Qui dit automne, dit retour à l'étable et traitement antiparasitaire pour le troupeau laitier. Mais au Gaec Guillemot, le vermifuge n'est pas automatique ! Il est administré au cas par cas selon la production laitière de chaque vache scrutée par un outil de tri.

C'est l'heure du retour à l'étable pour les génisses de Jean-Marc et Sylviane Guillemot à Glénac dans l'Est du département du Morbihan. Les vaches laitières aussi, bien qu'elles soient déjà repassées en ration hivernale depuis longtemps face au manque d'herbe. Et pour la deuxième année consécutive, le couple devrait prochainement recevoir la liste des animaux à déparasiter.

« Avant c'était systématique à l'automne : on traitait toutes les génisses à la rentrée au bâtiment, ainsi que les primipares qui avaient un mauvais poil et/ou étaient en mauvais état. Mais on a changé ça pour mieux cibler », explique Jean-Marc.

L'immunité des génisses face au parasitisme

Dominique Léon est le vétérinaire de l'élevage.

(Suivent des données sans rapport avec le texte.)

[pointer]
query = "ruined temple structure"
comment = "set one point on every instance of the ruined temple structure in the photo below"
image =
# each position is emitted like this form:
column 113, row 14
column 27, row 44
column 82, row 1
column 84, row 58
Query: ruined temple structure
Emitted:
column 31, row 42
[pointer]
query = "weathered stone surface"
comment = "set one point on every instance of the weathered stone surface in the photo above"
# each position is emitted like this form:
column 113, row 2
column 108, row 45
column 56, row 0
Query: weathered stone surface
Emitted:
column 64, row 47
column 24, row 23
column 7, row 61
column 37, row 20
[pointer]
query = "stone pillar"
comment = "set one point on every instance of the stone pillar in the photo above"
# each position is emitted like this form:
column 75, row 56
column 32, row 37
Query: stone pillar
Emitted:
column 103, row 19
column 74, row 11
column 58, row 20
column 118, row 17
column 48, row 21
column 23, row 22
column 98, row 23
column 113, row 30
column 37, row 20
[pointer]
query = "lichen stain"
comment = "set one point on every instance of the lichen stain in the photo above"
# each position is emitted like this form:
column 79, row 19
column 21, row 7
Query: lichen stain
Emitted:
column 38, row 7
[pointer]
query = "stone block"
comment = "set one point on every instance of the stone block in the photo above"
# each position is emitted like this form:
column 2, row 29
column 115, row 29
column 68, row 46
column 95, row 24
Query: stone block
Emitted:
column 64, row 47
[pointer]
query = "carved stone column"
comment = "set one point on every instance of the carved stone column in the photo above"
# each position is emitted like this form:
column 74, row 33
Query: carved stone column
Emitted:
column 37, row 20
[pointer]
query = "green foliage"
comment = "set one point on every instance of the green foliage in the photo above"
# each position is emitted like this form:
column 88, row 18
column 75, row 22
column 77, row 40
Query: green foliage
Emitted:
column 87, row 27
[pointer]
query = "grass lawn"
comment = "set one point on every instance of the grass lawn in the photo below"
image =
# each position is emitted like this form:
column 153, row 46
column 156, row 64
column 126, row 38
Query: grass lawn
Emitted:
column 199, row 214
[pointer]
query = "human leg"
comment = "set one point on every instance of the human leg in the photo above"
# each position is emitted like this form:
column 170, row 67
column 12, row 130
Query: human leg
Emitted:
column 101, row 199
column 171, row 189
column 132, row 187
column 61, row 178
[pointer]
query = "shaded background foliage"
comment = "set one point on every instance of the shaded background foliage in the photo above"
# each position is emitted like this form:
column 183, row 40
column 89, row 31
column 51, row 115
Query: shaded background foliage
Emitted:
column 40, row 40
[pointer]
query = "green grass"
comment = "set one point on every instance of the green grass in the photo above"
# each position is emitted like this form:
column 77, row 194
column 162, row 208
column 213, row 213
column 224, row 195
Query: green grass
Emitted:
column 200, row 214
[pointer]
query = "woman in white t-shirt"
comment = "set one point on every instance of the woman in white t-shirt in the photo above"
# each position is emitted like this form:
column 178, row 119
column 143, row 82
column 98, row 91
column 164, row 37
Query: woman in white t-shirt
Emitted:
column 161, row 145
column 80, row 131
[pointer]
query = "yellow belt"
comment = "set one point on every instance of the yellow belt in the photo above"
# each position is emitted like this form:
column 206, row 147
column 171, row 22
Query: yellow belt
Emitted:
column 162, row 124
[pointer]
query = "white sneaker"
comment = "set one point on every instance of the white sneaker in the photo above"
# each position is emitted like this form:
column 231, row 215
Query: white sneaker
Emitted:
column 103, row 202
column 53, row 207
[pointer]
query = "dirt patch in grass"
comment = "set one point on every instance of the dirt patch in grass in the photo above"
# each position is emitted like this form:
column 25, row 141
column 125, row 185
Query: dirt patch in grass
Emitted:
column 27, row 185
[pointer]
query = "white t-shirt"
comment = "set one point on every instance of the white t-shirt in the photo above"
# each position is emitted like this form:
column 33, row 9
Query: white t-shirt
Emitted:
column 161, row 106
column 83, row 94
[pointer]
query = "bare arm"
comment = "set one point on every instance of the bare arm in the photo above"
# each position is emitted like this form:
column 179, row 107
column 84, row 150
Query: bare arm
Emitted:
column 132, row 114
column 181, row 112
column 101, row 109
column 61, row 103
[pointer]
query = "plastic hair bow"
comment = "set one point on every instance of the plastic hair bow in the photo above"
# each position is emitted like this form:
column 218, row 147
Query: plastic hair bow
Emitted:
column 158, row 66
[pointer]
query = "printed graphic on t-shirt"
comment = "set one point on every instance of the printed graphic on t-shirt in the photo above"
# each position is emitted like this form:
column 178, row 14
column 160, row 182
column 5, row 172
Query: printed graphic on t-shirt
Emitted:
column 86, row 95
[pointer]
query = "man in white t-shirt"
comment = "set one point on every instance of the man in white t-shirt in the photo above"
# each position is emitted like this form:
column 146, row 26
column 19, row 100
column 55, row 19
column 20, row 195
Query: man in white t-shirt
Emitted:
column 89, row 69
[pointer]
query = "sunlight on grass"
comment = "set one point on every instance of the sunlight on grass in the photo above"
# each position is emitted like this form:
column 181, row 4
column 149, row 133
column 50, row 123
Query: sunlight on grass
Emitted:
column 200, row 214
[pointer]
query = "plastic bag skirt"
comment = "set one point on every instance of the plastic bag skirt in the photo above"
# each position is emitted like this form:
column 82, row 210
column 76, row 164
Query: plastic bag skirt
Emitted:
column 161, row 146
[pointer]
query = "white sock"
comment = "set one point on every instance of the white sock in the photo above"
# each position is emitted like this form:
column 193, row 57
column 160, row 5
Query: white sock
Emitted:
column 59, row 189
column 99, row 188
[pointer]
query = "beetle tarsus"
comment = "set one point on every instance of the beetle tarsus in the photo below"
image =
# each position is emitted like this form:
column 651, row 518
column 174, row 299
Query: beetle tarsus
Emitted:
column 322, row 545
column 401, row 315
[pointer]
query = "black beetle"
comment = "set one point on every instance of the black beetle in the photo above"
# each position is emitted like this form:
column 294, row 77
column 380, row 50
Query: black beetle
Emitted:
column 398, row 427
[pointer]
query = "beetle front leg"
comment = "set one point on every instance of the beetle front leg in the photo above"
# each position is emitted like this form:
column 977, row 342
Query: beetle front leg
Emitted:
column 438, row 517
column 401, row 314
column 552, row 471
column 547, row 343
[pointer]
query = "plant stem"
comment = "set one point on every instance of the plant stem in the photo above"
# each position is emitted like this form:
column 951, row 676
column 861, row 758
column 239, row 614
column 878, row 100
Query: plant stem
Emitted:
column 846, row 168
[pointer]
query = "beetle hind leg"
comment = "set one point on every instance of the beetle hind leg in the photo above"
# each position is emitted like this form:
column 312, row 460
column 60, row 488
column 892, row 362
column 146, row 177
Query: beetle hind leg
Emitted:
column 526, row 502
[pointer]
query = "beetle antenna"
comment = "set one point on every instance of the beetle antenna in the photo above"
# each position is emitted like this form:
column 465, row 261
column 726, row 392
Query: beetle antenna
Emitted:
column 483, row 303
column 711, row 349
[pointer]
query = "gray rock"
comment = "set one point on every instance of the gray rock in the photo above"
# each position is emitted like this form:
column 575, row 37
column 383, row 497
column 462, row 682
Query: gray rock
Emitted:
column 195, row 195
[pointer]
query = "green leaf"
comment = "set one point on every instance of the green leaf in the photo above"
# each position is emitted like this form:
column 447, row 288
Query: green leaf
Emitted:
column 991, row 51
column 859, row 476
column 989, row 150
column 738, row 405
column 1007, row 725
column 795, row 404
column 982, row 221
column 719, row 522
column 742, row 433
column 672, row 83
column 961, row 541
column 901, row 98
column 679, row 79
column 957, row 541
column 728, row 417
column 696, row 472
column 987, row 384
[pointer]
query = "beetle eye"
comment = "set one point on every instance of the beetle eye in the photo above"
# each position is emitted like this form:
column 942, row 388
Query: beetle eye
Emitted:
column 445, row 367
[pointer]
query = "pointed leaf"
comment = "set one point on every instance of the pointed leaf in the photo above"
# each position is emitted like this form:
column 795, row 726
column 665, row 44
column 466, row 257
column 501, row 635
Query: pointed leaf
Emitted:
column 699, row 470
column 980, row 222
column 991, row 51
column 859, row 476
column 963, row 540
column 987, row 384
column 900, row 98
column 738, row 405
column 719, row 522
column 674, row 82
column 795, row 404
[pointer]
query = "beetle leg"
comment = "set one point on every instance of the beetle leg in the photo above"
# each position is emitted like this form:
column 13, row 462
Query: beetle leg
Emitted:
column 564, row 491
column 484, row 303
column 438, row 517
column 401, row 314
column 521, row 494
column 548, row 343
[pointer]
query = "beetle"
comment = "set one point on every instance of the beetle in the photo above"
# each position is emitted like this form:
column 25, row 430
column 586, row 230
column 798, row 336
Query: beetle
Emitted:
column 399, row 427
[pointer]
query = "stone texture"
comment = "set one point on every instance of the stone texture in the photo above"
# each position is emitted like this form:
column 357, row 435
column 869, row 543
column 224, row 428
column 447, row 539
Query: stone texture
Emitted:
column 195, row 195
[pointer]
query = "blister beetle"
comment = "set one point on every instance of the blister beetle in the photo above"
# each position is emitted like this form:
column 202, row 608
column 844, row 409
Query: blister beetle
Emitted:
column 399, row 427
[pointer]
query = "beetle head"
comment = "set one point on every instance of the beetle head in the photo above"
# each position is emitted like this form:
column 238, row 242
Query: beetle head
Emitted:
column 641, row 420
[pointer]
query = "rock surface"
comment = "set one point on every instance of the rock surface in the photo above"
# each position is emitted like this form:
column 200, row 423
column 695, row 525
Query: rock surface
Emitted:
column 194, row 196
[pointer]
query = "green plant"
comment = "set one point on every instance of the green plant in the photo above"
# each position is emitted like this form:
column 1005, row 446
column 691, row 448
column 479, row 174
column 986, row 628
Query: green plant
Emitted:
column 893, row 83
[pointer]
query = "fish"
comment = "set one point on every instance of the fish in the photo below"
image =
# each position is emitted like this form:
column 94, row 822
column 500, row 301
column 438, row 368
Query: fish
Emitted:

Il réalise le suivi reproduction mensuel (notamment pour les échographies). Avec le couple, ils ont commencé par changer de stratégie sur les génisses : « Avant on faisait tout en visuel. Maintenant, on fait un dosage de pepsinogène sur une bonne moitié du lot des 20 mois pour décider si on traite ou pas. »

Car le vétérinaire a constaté une certaine évolution dans les élevages : « Les génisses sortent au pâturage plus tard qu'avant, ou sur une plus courte période. Souvent, elles n'ont pas le temps de se faire une immunité suffisante (ce qu'on appelle le temps de contact effectif). Ensuite elles vêlent et on se retrouve avec beaucoup de primipares présentant une immunité insuffisante. Certaines jeunes vaches ont donc besoin de traitement mais pas tout le troupeau ! »

« Pour les vaches qui vêlent en été, le risque parasitaire est maximal », poursuit le vétérinaire. « Elles vont pâturer lorsque le développement des vers est maximal jusqu'en automne et donc risquer de voir leur pic de production altéré à cause du parasitisme. »

Un outil de TRI pour un traitement sélectif

Et depuis un peu plus d'un an pour les vaches laitières, le vétérinaire utilise l'outil « TRI » (technique raisonnée individualisée) mis au point par Ceva santé animale. Venant chaque mois sur la ferme, il récupère des données de production du robot de traite, les saisit dans l'outil qui recherche alors les vaches en sous-production.

« Les vaches sont comparées à leurs contemporaines (primipares avec primipares, bipares avec bipares et multipares avec l'ensemble des multipares). L'outil fait alors ressortir les 15 ou 30 % plus faibles productrices », explique Dominique Léon. Connaissant leurs vaches, Jean-Marc et Sylviane savent dire si telle ou telle vache sous-produit parce qu'elle boite ou a fait une mammite par exemple. Mais pour celles dont la production est anormalement basse, ils optent pour un traitement injectable à l'éprinoméctine en fin d'année (traitement injectable privilégié au pour-on qui a tendance à couler, et à la voie orale qui est en partie recrachée).

Vaches laitières en bâtiment
Certaines vaches laitières passent inaperçues dans le troupeau, sont en bon état, et ne produisent pourtant pas ce qu'elles devraient produire. Et le parasitisme peut être en cause. (©Terre-net Média)

Facile à mettre en place avec la transmission des résultats de production laitière, ce service (gratuit) a permis aux éleveurs de limiter les traitements. « L'an dernier, sur les 60 vaches, le logiciel ne nous en a sorti que 8 et nous en avons traité 6. Et étonnamment parmi elles, il y avait quelques multipares. Des vaches que j'aurais laissées passer car en bon état avec certes une légère baisse en lait mais qui seraient passées un peu inaperçues. »

Rien de révolutionnaire direz-vous ? En effet, mais cette stratégie permet de raisonner au cas par cas. « TRI s'ajoute au diagnostic visuel et aux outils analytiques », apprécie le vétérinaire. Quant à Jean-Marc Guillemot, même si l'outil simule une marge générée par la vermifugation des vaches identifiées (en prenant en compte le lait gagné et le coût du traitement), il avoue que ce bénéfice économique est difficile à chiffrer. Mais son objectif reste principalement de réduire le recours aux antiparasitaires en ciblant davantage. Cette méthode aura aussi permis de mettre en évidence certaines vaches silencieuses qui en ont quant à elles besoin.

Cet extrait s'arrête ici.